To be clear, this data is not perfectly suited for linear regression. The response variables I'm interested in does not appear to be normally distributed with any of its covariates, and the covariants aren't perfectly non-collinear. The observations are obviously not independent (though my response time, message length, and message length over response time don't seem to show any obvious autocorrelation). However, I think it's still worth taking a look.

The way I see it, I think I have three explanatory variables and three response variables. My response variables are

Response time
Message length
Message length per unit response time

My explanatory variables are

Previous message readability
Previous message length
Previous message question count

At this point, it's fairly easy to set up three regressions for my three response variables. Let's first look at message length. I'll fit a model, look at some results and some diagnostic plots.

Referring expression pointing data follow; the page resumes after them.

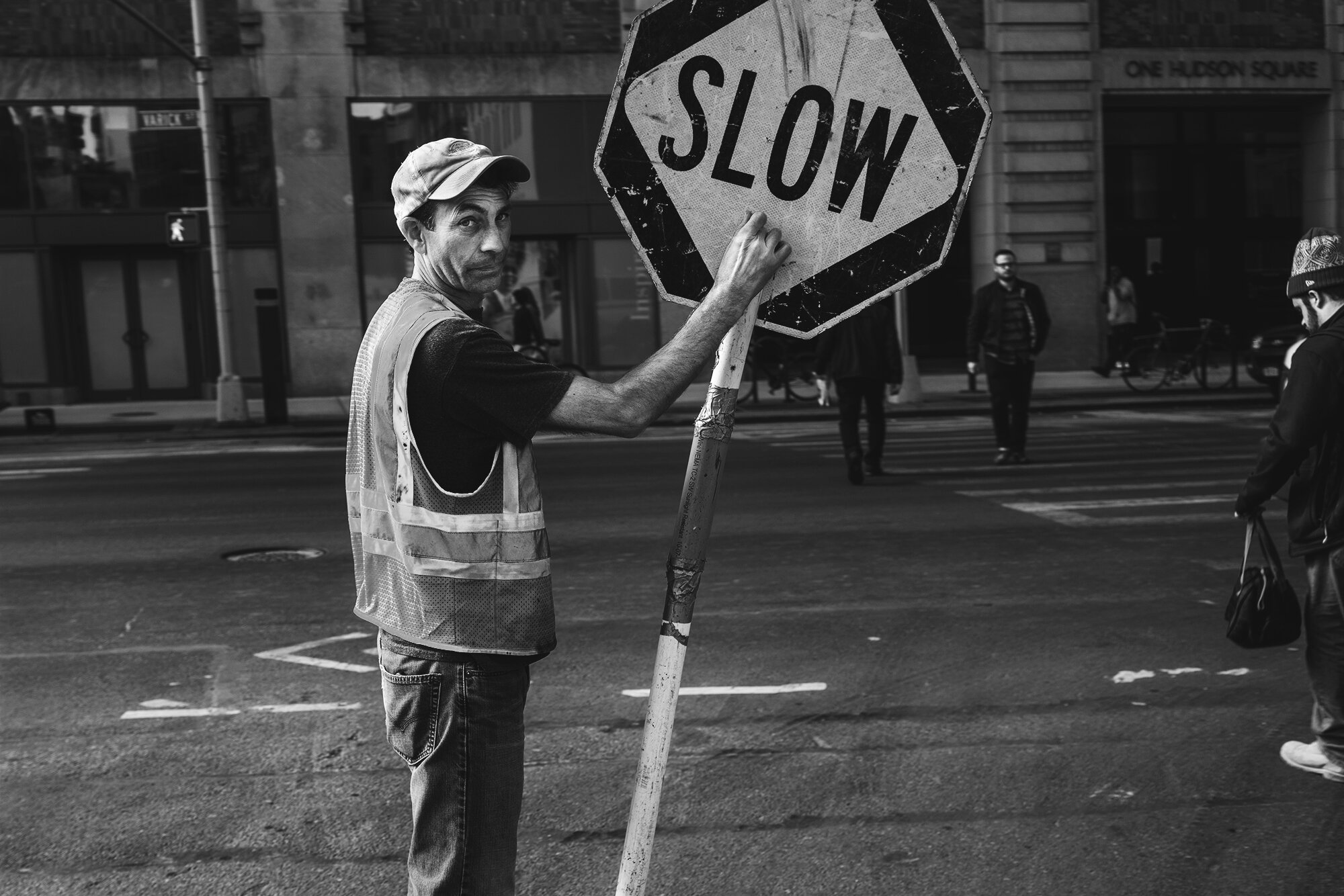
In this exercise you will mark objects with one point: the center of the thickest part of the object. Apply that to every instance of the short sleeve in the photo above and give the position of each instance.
(499, 393)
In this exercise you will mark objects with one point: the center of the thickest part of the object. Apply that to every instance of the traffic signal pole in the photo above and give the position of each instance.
(230, 404)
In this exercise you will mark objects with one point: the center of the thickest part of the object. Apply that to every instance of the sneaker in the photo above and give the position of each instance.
(1311, 758)
(855, 468)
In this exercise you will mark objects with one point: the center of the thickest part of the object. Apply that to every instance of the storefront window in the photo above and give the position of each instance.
(384, 134)
(627, 306)
(112, 158)
(385, 265)
(24, 355)
(14, 167)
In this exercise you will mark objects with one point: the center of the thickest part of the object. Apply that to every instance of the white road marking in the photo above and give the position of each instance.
(1052, 467)
(291, 654)
(178, 710)
(307, 707)
(730, 690)
(1033, 507)
(1119, 487)
(179, 714)
(155, 452)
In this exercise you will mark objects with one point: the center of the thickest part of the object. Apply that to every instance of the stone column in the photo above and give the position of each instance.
(307, 71)
(1045, 190)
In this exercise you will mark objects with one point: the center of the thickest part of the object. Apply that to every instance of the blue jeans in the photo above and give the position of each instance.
(1323, 619)
(1010, 401)
(458, 722)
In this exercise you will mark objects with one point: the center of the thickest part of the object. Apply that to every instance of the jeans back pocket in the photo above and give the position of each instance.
(412, 707)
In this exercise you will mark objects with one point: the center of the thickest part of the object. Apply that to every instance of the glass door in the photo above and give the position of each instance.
(136, 327)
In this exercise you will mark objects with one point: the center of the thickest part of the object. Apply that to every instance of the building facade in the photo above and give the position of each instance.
(1186, 142)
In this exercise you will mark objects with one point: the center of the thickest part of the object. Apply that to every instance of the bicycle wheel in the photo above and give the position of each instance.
(1147, 369)
(534, 354)
(1214, 367)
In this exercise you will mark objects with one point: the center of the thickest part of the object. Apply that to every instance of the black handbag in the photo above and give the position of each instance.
(1264, 611)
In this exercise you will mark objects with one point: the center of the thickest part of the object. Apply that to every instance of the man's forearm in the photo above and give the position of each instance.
(628, 406)
(651, 388)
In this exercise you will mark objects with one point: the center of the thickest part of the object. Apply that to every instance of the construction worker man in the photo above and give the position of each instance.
(446, 512)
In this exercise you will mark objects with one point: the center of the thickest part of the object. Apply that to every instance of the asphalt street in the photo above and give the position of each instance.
(1026, 682)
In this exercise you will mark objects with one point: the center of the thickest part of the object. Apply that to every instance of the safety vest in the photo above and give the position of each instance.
(466, 573)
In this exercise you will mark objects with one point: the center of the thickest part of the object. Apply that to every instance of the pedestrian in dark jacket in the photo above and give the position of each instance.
(864, 358)
(1009, 326)
(1306, 443)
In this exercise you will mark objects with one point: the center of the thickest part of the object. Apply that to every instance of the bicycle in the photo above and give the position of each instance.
(787, 365)
(542, 353)
(1159, 362)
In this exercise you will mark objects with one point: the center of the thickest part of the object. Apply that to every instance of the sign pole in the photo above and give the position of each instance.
(686, 564)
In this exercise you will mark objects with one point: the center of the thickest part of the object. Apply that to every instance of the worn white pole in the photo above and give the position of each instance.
(912, 393)
(686, 562)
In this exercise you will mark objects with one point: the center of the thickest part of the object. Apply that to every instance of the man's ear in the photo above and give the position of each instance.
(415, 233)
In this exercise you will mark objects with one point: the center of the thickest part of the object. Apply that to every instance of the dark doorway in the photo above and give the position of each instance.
(940, 303)
(1205, 205)
(138, 335)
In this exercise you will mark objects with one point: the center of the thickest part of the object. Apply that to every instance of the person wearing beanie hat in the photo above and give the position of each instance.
(1306, 444)
(452, 561)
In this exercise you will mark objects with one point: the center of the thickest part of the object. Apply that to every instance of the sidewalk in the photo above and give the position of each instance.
(944, 396)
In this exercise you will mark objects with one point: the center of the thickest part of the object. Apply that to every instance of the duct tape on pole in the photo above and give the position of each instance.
(854, 126)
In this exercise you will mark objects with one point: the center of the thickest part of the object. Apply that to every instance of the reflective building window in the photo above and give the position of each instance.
(116, 158)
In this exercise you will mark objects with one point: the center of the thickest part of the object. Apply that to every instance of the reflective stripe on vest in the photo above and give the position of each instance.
(423, 554)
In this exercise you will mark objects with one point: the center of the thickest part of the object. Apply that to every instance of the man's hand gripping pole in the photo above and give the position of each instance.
(686, 562)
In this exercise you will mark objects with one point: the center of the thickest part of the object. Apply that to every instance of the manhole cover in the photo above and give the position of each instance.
(274, 555)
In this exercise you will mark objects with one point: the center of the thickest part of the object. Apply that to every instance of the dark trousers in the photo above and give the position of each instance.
(1119, 342)
(873, 393)
(1010, 401)
(458, 722)
(1323, 619)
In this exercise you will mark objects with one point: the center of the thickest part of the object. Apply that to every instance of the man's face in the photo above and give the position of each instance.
(1311, 319)
(470, 241)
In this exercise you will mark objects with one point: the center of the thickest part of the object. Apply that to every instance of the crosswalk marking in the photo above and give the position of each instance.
(38, 474)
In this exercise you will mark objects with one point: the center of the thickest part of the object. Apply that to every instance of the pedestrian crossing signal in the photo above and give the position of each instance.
(182, 229)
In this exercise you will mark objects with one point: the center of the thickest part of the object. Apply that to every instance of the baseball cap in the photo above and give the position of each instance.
(1318, 263)
(446, 170)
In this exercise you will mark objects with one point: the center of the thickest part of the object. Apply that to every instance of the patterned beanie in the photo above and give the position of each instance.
(1318, 263)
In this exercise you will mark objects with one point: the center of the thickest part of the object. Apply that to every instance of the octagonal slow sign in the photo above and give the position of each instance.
(853, 124)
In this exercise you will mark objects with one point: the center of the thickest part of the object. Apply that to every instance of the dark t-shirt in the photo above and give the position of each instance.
(468, 392)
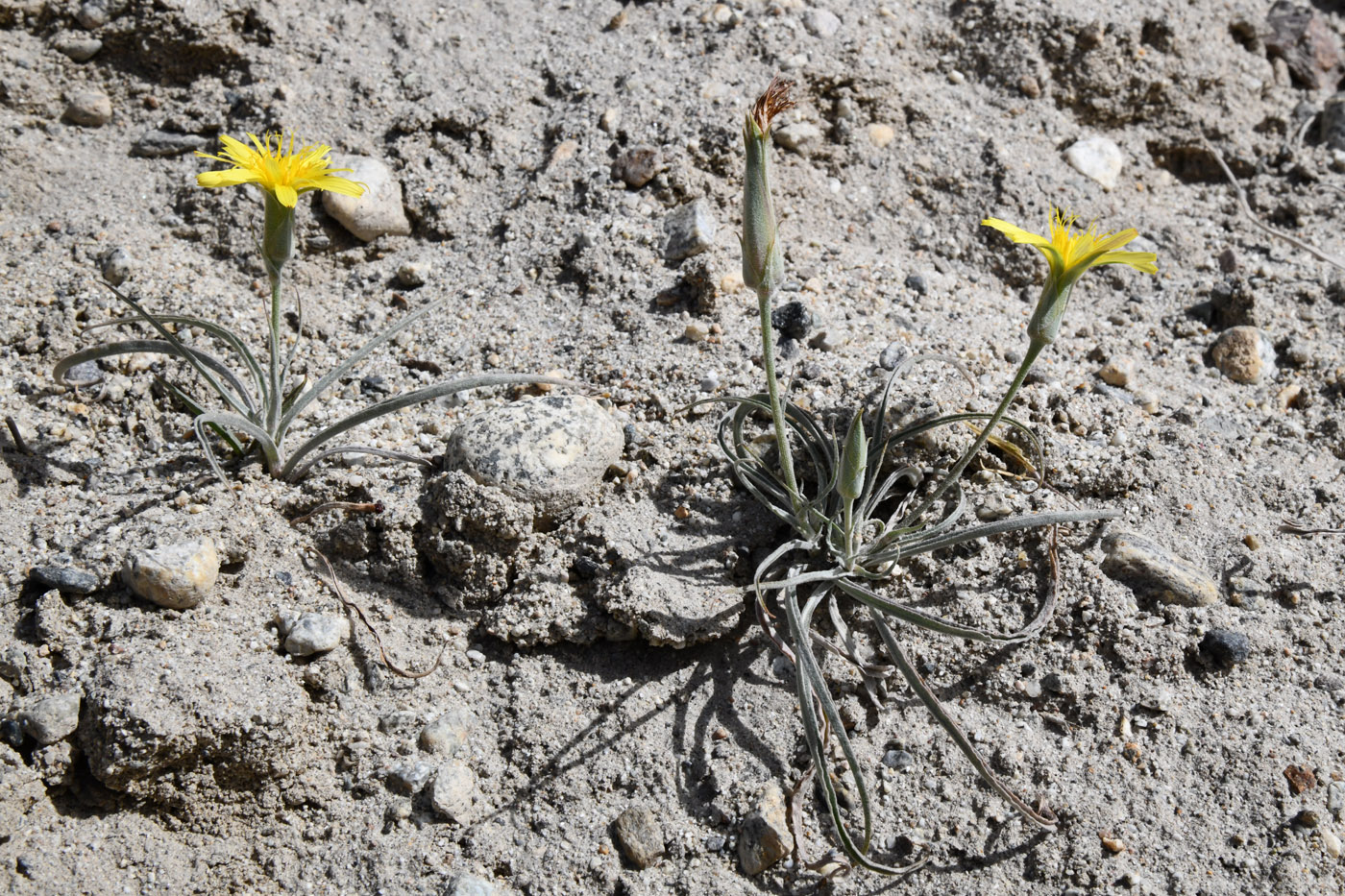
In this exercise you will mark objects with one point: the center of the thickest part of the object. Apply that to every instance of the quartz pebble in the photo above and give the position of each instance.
(379, 211)
(1243, 354)
(51, 718)
(309, 634)
(766, 833)
(89, 109)
(550, 451)
(639, 835)
(448, 732)
(689, 229)
(454, 795)
(175, 576)
(1098, 159)
(1149, 569)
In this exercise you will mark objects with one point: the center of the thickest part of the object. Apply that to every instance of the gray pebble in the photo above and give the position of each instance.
(454, 797)
(409, 778)
(117, 267)
(549, 451)
(892, 356)
(799, 136)
(639, 835)
(71, 581)
(311, 634)
(466, 884)
(448, 732)
(379, 211)
(1243, 354)
(766, 833)
(689, 229)
(897, 759)
(51, 718)
(636, 166)
(178, 576)
(77, 47)
(1224, 648)
(89, 109)
(163, 144)
(1149, 569)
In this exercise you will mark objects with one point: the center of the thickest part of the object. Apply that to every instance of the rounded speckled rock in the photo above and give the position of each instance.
(178, 576)
(548, 451)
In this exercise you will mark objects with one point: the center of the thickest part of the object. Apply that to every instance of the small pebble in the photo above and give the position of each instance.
(409, 778)
(51, 718)
(448, 732)
(1118, 372)
(66, 579)
(177, 576)
(1096, 157)
(636, 166)
(412, 274)
(881, 134)
(312, 634)
(117, 267)
(892, 356)
(1243, 354)
(689, 230)
(1224, 648)
(897, 759)
(639, 835)
(89, 109)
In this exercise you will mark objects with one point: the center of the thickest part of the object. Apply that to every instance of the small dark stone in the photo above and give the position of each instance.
(71, 581)
(793, 319)
(11, 732)
(1226, 648)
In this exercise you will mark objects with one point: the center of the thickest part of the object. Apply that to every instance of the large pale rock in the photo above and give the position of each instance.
(548, 451)
(379, 210)
(178, 576)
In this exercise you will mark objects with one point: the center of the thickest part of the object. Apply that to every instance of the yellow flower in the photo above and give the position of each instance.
(1071, 254)
(279, 168)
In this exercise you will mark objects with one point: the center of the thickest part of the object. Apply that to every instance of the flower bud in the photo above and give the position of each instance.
(763, 264)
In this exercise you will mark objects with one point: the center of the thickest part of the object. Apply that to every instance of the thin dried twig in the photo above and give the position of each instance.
(1251, 215)
(353, 607)
(1297, 529)
(360, 507)
(17, 436)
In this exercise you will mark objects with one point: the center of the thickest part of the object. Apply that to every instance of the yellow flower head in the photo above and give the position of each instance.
(279, 168)
(1069, 252)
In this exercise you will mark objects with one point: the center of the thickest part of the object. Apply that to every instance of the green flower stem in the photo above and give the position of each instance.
(278, 248)
(1035, 349)
(782, 433)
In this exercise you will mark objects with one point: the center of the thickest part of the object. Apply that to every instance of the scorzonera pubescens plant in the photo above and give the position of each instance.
(262, 401)
(854, 516)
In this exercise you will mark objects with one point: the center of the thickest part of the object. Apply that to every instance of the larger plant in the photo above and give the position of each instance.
(262, 401)
(854, 516)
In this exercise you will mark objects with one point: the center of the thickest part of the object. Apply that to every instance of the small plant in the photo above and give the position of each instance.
(854, 520)
(262, 402)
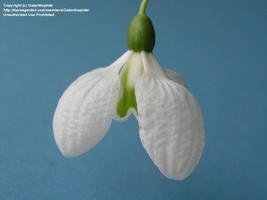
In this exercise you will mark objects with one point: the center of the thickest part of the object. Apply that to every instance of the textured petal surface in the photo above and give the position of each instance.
(171, 127)
(84, 112)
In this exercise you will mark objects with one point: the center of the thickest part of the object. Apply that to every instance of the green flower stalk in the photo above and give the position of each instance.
(170, 121)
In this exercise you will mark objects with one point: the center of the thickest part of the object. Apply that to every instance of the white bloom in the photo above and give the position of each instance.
(170, 121)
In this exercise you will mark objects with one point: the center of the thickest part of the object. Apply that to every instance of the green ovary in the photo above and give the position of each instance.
(127, 99)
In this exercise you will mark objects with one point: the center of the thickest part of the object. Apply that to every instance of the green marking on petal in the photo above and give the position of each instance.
(129, 73)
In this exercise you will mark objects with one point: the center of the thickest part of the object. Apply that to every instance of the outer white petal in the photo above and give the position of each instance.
(170, 121)
(84, 112)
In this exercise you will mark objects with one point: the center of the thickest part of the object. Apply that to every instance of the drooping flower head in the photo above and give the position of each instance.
(170, 121)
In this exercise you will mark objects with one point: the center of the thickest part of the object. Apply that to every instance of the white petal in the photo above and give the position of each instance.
(171, 127)
(84, 112)
(172, 75)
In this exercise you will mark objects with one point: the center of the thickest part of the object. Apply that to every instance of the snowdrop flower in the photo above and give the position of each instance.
(170, 121)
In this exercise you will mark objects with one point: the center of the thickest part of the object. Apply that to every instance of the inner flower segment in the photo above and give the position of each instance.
(132, 69)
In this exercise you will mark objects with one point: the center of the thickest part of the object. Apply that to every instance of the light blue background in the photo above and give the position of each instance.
(218, 46)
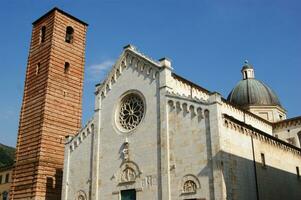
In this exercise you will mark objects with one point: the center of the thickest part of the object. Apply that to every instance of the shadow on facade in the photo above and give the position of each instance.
(249, 180)
(54, 185)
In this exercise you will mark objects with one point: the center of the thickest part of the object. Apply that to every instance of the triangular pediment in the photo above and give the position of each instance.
(130, 57)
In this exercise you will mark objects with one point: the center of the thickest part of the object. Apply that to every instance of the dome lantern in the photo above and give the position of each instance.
(247, 71)
(255, 96)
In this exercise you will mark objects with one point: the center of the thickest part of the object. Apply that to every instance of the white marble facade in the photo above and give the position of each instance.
(162, 137)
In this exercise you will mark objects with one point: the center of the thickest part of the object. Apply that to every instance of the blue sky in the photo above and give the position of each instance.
(207, 40)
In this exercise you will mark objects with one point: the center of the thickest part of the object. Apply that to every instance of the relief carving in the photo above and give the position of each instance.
(128, 175)
(189, 187)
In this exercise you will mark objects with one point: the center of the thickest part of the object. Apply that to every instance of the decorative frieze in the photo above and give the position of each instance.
(129, 58)
(237, 126)
(185, 108)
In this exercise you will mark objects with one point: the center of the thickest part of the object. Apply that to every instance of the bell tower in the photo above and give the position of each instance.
(51, 106)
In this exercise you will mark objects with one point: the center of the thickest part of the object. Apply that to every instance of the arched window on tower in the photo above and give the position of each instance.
(38, 68)
(66, 68)
(42, 34)
(69, 34)
(299, 137)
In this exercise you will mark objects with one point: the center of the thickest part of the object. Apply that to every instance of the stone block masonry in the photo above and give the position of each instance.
(52, 104)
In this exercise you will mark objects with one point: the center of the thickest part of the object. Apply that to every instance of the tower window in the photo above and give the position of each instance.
(263, 160)
(66, 68)
(42, 34)
(6, 178)
(69, 34)
(38, 68)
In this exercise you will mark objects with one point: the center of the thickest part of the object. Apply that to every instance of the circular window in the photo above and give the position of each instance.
(131, 111)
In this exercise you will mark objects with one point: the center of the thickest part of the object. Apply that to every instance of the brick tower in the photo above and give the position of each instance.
(52, 104)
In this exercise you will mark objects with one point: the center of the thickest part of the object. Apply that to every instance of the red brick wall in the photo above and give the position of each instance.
(51, 107)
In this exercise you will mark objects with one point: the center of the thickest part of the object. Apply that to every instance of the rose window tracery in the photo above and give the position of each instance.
(131, 112)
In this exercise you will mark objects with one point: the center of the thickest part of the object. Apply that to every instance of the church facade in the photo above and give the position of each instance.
(156, 135)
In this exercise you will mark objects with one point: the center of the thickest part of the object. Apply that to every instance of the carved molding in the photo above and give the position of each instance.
(81, 135)
(189, 184)
(186, 108)
(128, 172)
(81, 195)
(132, 59)
(228, 123)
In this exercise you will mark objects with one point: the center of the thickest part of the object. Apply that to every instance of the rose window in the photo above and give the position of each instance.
(131, 111)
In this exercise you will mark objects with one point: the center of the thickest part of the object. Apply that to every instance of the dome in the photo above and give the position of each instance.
(250, 91)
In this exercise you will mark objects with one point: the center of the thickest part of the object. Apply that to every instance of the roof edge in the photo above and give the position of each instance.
(61, 11)
(262, 133)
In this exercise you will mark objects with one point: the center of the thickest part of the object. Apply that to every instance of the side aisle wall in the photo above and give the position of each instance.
(256, 166)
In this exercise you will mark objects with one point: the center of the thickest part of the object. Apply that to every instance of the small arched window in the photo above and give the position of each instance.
(42, 34)
(66, 68)
(38, 68)
(299, 137)
(69, 34)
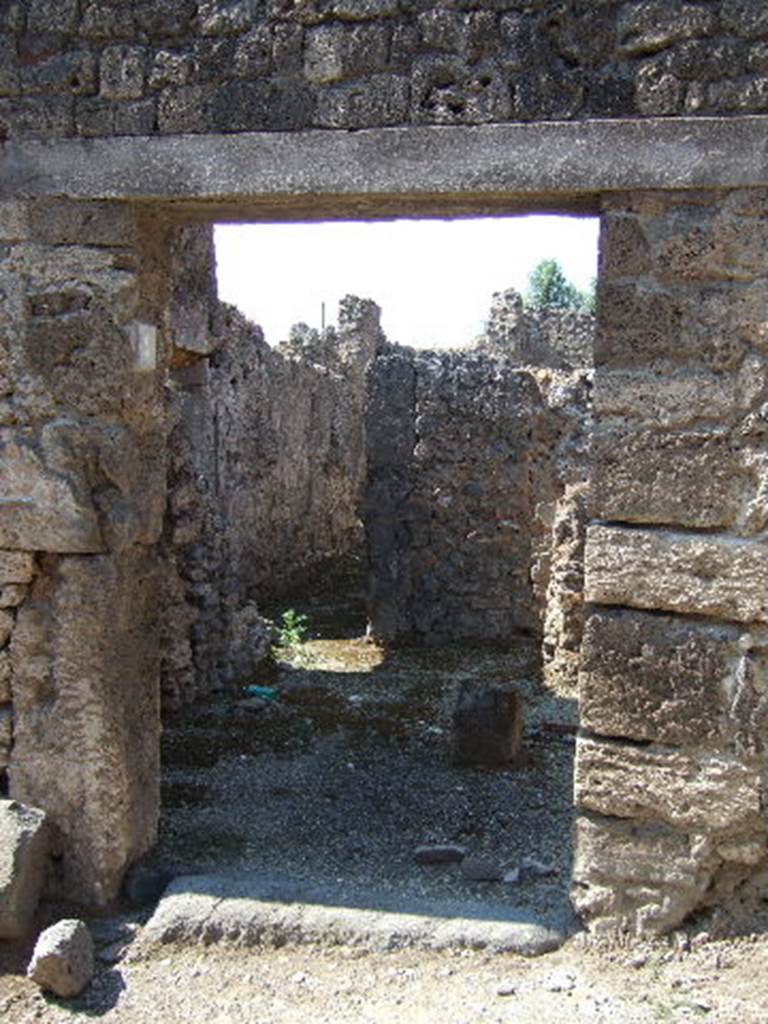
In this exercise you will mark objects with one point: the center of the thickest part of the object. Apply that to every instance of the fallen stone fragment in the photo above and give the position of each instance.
(481, 869)
(24, 859)
(446, 853)
(530, 867)
(561, 981)
(62, 961)
(144, 885)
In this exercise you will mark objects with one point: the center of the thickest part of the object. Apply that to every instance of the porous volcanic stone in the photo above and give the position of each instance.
(62, 961)
(24, 849)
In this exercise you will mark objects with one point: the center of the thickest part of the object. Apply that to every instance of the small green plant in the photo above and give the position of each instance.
(292, 631)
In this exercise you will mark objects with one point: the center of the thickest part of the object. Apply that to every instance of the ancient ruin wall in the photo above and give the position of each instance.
(472, 459)
(671, 771)
(266, 465)
(449, 504)
(100, 69)
(82, 477)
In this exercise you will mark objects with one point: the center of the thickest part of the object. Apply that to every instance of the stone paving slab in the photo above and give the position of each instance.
(252, 909)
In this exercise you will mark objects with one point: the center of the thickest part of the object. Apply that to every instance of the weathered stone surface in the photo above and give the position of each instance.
(563, 607)
(16, 567)
(684, 479)
(254, 909)
(426, 168)
(89, 757)
(6, 734)
(450, 500)
(706, 793)
(14, 224)
(446, 853)
(683, 399)
(45, 502)
(653, 677)
(6, 627)
(64, 222)
(24, 853)
(12, 594)
(5, 690)
(487, 727)
(635, 878)
(62, 960)
(699, 574)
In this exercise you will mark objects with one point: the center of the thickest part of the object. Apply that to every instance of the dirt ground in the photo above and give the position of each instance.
(337, 780)
(724, 982)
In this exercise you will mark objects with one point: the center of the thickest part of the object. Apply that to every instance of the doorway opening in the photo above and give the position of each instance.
(371, 659)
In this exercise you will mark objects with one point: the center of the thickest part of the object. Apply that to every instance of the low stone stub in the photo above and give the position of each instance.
(707, 793)
(24, 852)
(637, 878)
(651, 677)
(685, 479)
(697, 574)
(16, 566)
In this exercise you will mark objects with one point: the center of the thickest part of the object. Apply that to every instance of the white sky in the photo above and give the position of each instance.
(432, 279)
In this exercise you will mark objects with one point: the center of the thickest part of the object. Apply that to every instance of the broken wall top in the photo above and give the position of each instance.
(100, 69)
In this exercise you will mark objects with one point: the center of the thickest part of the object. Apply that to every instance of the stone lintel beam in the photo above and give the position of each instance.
(428, 170)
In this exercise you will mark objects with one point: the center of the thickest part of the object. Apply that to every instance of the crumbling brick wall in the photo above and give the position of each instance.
(83, 491)
(99, 69)
(265, 469)
(472, 458)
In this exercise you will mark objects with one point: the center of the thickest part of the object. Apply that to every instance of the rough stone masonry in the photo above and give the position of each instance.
(152, 116)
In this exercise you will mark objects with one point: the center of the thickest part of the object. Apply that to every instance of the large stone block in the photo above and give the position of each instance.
(45, 501)
(697, 574)
(78, 488)
(24, 853)
(686, 398)
(651, 677)
(636, 326)
(65, 222)
(684, 479)
(704, 793)
(62, 960)
(637, 878)
(85, 665)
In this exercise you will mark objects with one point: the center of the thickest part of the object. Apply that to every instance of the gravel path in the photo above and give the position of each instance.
(337, 782)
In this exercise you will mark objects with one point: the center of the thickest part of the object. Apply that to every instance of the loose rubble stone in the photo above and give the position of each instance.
(481, 869)
(24, 862)
(446, 854)
(62, 960)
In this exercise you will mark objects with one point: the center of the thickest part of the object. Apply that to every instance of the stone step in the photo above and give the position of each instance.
(251, 909)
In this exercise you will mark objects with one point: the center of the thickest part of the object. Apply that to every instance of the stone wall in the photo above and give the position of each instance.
(672, 767)
(450, 502)
(474, 460)
(101, 68)
(83, 491)
(266, 465)
(557, 339)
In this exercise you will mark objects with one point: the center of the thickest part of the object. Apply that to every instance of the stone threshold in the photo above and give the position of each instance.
(250, 909)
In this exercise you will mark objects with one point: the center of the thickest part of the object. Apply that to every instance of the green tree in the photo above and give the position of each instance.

The first thing I notice from these results is that this model is not a very good fit. The R² is very low. Sure, I have some significant results, but statistical significance is a test of sample size, not whether my model is appropriate. Looking to a plot of the residuals is a clear indication the relationship between my features and response is non-linear

Looking at the outcomes of response time and message length over response time produce similarly poor fits with clearly patterned residual plots

While these results aren't particularly spectacular, they're still informative. We can say pretty confidently that there isn't an obvious linear relationship between any of the measurements of engagment I have and the messages from my therapist. It also gives great indications for areas to look at next. For both response time and message length, there is a statistically significant relationship with the length of my therapist's messages, but that relationship doesn't show up when I regress on the ratio of those two values. While the effect isn't very strong, and certainly isn't linear, there's definitley something there. This is probably an indication that my response times and message lengths are positively correlated, which is why their ratio doesn't have any significant covariates.

Conclusion

Takeaways and next steps

The biggest takeaway I got from this analysis was that my therapist can be fairly assured that my responsiveness is not a function of his messages' sentence structure, length, or how many questions he's addressing to me. I also took away that the "velocity" of my message writing seems to vary a lot. If you look at the residuals plot for message length over response time, you can clearly see two outliers. I looked up both of those messages, and the content and context of those messages wasn't particularly special or interesting. This indicates to me that whatever mechanism there is that causes me to sometimes reduce my engagement with Talkspace, it's more complicated and nuanced than the factors I looked at here.

With that being said, the next thing I'd like to do is build a language model to actually consider the linguistic content of my data. Even something as simple as TF-IDF could help pick up on signals that might be missed by my therapist. I'd also like to integrate some other sources of data on myself that I have, including running and nutrition.